Re: Is Aruba 5406R with VSF too much for redundancy?

Hi Ian,

Here is more info.. hope it helps.

I'll try to be as specific as possible, without going out of the subject.

Main Idea: 

  • 3 racks (initially), with 1 for staging (not important) and 2 for production.
  • Everything needs to be redundant, so if one racks goes down, we are still online.
  • We have two internet lines dropped from our ISP (active/passive with bgp). One line goes to Rack #1, the other to Rack #2.

Each production racks (two) will have:

  • Firewall (active/passive with heartbeat)
  • load balalncer
  • virtualisation servers

Future: Should be easy to grow horizontally at the virtualisation level. Future racks will have a ToR and servers. 

 

Our current idea:

  • ToR on each rack (5700 or 3800 - depending on $$), 2 switches stacked, with LACP on servers, connected with 1Gb network
  • Each ToR will uplink (SFP+) to our core/aggregation (one or two) switch(es) (5406R?) 
  • Firewall will also go directly to core/aggregation
  • Dropped line from ISP will also go directly to core/aggregation

Questions:

  • Does this design make sense?
  • Will this give us redundancy at all (network) levels?
  • Should we get one or two core/aggregation switches?

Notes:

  • We are not expecting a huge amount of data in the beginning, so 40Gb seems a bit too much.
  • Traffic will come to the firewall which will then pass most of it to the load balancer.
  • Firewall will also be the default gw of all servers (on all vlans)
  • We will virtualise, but not use any virtual switch or so. Only Vlan tags on the server side.
  • This network will participate in other networks, but via VPN tunnel (not sure if relevant)
  • We are looking at more o less 10 physical servers per rack
  • Simple is better. I prefer a easy to manage setup, since we will be dealing with it, and none of us is a network expert :)
  • Price do matter, but also quality. (so, not too expensive and not the cheapest)
  • Storage is not included here because it will have a separate network layer.

Thanks for the help!

 

parnassus
Honored Contributor

Re: Is Aruba 5406R with VSF too much for redundancy?

Hi emcs,

@just a clarification, you wrote:


@emsc wrote:

Main Idea: 

  • 3 racks (initially), with 1 for staging (not important) and 2 for production.
  • Everything needs to be redundant, so if one racks goes down, we are still online.
  • We have two internet lines dropped from our ISP (active/passive with bgp). One line goes to Rack #1, the other to Rack #2.

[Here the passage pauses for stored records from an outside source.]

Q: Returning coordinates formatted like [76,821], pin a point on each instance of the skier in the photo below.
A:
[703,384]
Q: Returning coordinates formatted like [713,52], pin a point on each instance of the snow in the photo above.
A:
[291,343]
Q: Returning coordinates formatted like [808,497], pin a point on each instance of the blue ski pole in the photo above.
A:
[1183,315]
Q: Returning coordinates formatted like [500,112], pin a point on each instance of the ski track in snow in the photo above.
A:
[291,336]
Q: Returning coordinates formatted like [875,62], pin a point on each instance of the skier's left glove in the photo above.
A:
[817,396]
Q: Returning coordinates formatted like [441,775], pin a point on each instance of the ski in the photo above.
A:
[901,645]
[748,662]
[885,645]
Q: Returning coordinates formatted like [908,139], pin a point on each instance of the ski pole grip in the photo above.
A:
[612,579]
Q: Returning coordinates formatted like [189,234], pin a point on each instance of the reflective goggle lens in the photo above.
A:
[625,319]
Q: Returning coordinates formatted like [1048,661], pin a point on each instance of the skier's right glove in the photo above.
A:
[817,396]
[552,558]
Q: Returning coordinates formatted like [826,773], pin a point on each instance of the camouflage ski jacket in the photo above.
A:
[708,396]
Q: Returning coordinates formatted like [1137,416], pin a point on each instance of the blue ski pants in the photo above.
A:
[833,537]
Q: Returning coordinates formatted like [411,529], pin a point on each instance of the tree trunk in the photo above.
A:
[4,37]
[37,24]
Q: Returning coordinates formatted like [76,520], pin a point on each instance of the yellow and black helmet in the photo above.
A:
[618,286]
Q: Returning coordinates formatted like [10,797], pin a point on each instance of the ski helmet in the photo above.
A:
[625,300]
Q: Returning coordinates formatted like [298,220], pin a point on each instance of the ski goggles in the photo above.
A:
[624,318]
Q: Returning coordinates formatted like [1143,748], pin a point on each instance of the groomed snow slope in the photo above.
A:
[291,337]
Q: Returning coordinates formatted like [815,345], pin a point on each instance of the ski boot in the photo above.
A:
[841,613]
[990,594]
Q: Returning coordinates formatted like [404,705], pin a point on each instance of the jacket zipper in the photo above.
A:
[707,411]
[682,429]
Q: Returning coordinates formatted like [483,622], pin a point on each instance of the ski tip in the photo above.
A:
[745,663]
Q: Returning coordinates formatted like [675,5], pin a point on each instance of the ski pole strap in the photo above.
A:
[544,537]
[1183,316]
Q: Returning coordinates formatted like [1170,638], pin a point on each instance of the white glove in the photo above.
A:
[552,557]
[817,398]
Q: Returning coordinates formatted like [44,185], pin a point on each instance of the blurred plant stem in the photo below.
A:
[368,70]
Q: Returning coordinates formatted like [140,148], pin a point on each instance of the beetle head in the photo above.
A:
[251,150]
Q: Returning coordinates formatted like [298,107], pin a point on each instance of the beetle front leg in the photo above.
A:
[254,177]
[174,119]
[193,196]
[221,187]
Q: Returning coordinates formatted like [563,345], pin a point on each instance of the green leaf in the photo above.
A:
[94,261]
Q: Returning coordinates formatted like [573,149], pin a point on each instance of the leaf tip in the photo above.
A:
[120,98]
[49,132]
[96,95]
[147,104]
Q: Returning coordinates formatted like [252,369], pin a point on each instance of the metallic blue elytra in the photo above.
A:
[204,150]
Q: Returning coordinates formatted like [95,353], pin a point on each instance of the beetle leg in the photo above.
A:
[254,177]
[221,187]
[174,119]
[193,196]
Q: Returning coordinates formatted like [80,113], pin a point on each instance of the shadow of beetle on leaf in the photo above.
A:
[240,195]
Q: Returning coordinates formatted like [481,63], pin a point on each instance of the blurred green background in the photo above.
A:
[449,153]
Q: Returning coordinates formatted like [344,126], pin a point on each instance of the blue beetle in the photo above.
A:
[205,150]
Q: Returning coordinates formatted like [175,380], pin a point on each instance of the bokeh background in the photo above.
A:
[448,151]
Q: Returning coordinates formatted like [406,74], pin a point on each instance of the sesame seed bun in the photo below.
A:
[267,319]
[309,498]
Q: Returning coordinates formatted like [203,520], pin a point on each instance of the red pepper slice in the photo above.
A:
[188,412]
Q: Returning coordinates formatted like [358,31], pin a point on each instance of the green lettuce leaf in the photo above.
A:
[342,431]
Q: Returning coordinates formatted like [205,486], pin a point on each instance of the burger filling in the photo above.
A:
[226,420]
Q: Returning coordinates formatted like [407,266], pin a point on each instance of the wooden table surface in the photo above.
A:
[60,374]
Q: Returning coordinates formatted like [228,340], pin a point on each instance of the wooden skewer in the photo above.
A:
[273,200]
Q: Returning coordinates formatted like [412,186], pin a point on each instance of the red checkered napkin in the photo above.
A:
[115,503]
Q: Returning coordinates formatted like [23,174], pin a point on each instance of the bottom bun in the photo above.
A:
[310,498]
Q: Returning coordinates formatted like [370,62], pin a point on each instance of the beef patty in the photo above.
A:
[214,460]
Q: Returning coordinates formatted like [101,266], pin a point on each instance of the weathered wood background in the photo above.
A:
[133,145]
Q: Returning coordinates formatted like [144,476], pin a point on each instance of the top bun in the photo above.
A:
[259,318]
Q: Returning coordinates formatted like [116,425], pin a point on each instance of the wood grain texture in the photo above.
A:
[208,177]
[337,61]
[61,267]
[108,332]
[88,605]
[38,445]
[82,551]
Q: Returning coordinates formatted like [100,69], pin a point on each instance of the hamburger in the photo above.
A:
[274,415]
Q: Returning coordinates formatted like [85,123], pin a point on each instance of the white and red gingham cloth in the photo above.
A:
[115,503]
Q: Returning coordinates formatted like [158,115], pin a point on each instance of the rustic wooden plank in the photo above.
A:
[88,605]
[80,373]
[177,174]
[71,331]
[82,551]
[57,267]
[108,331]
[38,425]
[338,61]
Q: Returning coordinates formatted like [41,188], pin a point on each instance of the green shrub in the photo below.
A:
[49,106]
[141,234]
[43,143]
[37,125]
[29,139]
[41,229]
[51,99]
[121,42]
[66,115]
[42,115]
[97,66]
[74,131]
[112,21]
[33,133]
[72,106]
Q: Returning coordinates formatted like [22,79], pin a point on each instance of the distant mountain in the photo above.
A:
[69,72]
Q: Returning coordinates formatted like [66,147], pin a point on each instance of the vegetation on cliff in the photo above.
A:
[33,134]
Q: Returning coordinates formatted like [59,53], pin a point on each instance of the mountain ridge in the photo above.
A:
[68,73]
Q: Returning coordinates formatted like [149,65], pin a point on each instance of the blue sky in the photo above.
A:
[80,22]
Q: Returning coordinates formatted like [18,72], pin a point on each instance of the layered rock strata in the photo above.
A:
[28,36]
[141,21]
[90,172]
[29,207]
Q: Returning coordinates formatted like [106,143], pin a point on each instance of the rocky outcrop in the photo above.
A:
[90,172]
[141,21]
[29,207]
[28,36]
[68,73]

Each production racks (two) will have:

  • Firewall (active/passive with heartbeat)
  • load balalncer
  • virtualisation servers

Our current idea:

  • ToR on each rack (5700 or 3800 - depending on $$), 2 switches stacked, with LACP on servers, connected with 1Gb network
  • Each ToR will uplink (SFP+) to our core/aggregation (one or two) switch(es) (5406R?) 
  • Firewall will also go directly to core/aggregation
  • Dropped line from ISP will also go directly to core/aggregation

Since you wrote "Each production racks (two) will have:"...does this mean that you're going to have one "HA Firewalls cluster" and Load Balancer per Rack (so two "HA Firewall Clusters" and two Load Balancers in total) or that you're going to have the Active Firewall on Production Rack 1 and the Passive Firewall on Production Rack 2 and just a single Load Balancer shared for both Racks?

If the right answer is a Go for the first case (Two "HA Firewall clusters" and two Load Balancers in total) this means that you're going to have two Active+Passive ISP Links per each Production Rack...is that right?

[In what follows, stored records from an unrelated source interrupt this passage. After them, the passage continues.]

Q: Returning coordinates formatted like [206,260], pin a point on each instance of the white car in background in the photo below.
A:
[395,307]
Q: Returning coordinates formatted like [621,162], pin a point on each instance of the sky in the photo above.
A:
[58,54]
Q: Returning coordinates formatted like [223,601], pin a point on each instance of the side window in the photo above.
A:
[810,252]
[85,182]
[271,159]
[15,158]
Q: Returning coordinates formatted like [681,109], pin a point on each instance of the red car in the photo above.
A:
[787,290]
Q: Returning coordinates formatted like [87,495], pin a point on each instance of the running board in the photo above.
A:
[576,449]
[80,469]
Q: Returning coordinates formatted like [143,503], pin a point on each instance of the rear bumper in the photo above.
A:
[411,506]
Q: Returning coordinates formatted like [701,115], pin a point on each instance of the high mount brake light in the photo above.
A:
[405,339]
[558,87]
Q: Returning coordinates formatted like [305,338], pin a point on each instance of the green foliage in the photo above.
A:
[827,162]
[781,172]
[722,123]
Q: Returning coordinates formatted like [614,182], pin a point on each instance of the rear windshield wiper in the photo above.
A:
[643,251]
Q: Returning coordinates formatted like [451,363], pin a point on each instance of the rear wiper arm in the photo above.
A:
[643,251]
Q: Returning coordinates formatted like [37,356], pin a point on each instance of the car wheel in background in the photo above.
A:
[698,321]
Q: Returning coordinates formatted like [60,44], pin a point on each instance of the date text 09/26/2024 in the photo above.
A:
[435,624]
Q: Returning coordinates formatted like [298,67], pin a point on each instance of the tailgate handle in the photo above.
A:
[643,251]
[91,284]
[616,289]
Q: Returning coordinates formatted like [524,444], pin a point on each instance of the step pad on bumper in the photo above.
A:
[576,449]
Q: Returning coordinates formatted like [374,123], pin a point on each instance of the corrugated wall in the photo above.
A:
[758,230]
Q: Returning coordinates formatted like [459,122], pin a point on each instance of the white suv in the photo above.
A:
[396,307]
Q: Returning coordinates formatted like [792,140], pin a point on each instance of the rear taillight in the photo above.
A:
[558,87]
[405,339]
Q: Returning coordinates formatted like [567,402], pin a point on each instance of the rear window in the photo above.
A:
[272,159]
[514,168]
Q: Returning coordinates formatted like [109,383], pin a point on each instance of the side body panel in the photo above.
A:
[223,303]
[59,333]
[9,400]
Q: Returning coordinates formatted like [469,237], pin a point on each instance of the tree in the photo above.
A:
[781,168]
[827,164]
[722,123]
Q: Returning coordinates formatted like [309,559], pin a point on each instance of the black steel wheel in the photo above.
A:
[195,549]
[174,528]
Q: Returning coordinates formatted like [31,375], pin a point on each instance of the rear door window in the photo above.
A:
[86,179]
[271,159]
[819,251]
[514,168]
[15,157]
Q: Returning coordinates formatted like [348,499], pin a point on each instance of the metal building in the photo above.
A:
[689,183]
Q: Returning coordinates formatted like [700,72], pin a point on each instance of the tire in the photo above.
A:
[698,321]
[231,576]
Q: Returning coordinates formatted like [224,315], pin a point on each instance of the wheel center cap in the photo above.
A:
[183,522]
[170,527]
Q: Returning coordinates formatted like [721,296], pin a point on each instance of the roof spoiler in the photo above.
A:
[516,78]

One answer or another, I imagine the (or each) HA Firewall Cluster (one unit Active, the other Passive/Standby) is going to be depolyed using VRRP, so all the network's hosts will be connected to the (virtual) Default Gateway IP Address provided by that HA Firewall Cluster.

If so your ISP will drop an Active and a Backup/Passive connectivity (2 links) on each Production Rack for each HA Firewall Cluster...so you're going to have a grand total of two Active and two Passive. Strange but totally possible (will be then interesting to see how you manage the second (virtual) Default Gateway IP Address provided by the second HA Firewall Cluster with respect to your Network hosts...something like a secondary/alternative virtual Default Gateway if the first isn't available to manage outgoing traffic).

Possibly here I'm totally wrong but all depends by that first sentence "Each production racks (two) will have:".

Clarification closed.

From what you wrote it seems that all edge connectivity (physical/virtual Default Gateway(s)) is going to be connected to the Distribution layer...and not to the Core one. If so you need to provide redundancy to the Distribution Layer...and - considering that Distribution layer will have clients only - the best is to go with Aruba 5406R deployed with dual Management Module and Redundant Power Supplies, if you are for the ArubaOS Switch on Distribution side.

It's interesting to note that, IMHO, you're doing the contrary of one would expect (it's hard to know if your important traffic should be the one destined to Servers or the one that is concurrently destined to Servers and also coming from Clients): the pyramid up-side-down, where the distribution layer has less units (at worst one, at best two in VSF) than the core (where you will have two ToR Switches deployed in IRF if Comware based or deployed with Hardware Stacking, if ProVsion based).

Again maybe I'm wrong and I totally misunderstood the whole picture...but it's what I'm able to figure reading your described setup.

Why not considering an all-Comware based setup that will span through both Racks deployed with a two full-Ring topologies (with MAD Device)...one ring for ToR and one for Distribution (with less expensive Switches than the HPE FlexNetwork 5700)?

Re: Is Aruba 5406R with VSF too much for redundancy?

Questions:

  • Does this design make sense?
  • Will this give us redundancy at all (network) levels?
  • Should we get one or two core/aggregation switches?

 

In answer to the "redundancy at all (network) levels", I'd suggest consider having two dist/core switches. Here's why...

If you have a 5406R with redundant management modules for instance, there are some cases where downtime is required to perform maintenance functions, and there is only a single fan tray. There is only one software manager active, and even with all of the non-stop redundancy options configured properly, there are some cases where downtime can happen. For example software bugs, power failover issues (the power redundancy is not 100% uptime, power failures can cause small outages for components in the chassis).

I had a situation once where the fan controller in a 8206zl (older model, similar design) got wet, the fan went down, and the switch shutdown. In the 5406R there is more redundancy than the 8206zl, but still a single fan tray.

With two 5406R with VSF, 3810M Stacked Chassis, or Comware IRF at core/dist, you get a higher uptime due to every component being redundant, even the underlying hardware and operating system. Two physical systems in a virtual chassis will normally have higher uptime, but it just costs more. Chassis internal redundancy is great for the budget though.

I'd also be checking the guides and manuals for each model choice on how upgrades are performed, and what kind of downtime is present. At some point you will need downtime to make changes and upgrades. Some virtual switch designs have less downtime for management than others.

Btw, many DC fabric designs these days are moving away from traditional hierarchical designs and moving to spine and leaf mesh designs. The redundancy is built using TRILL/SPB or similar and the software is modular, or allows in service software upgrades (issu). These designs allow a higher uptime and may be a better match for a DC build. Sometimes DC designs are better served by flat mesh designs (flattened networks).